"A Dona da História"
por
Marcelo Miranda
Fotos - Divulgação
miranda@areaweb.com.br
02/12/2004
Se Olga se parece com um grande novelão das oito, A
Dona da História por várias vezes faz lembrar uma novela
das sete, devido à temática mais "leve" e linguagem mais "pop".

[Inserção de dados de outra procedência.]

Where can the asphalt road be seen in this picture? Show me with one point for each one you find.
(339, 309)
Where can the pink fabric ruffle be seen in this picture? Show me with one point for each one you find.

Será uma tendência do atual cinema brasileiro? Ou apenas tendência
particular da Globo Filmes? Questão a ser melhor estudada, mas
não aqui. Por enquanto, nos interessa mais falar de A Dona
da História, filme dirigido por Daniel Filho e cheio de
astros globais no elenco. Gira em torno de Carolina (Marieta
Severo), senhora casada há 32 anos e em crise com o marido,
Luís Cláudio (Antônio Fagundes). Paralelamente, acompanhamos
o início do romance da dupla, em plena efervescência da ditadura
militar.
O filme funciona bem nesses primeiros minutos. Os desentendimentos dos protagonistas tem plausibilidade e contam com pitadas de humor criativo, dando um ar caricatural a discussões realmente bobas, mas nunca gratuitas e representando o estado de ânimos daquelas duas pessoas em meio a um questionamento sobre a relação. Se pode parecer banal falar quem gosta mais de comer pescoço de galinha, isso apenas serve de deboche para uma problemática maior, que é a eterna luta entre homem e mulher numa vida conjugal. E o carisma e talento dos dois atores veteranos ajuda a criar empatia e identificação imediatas.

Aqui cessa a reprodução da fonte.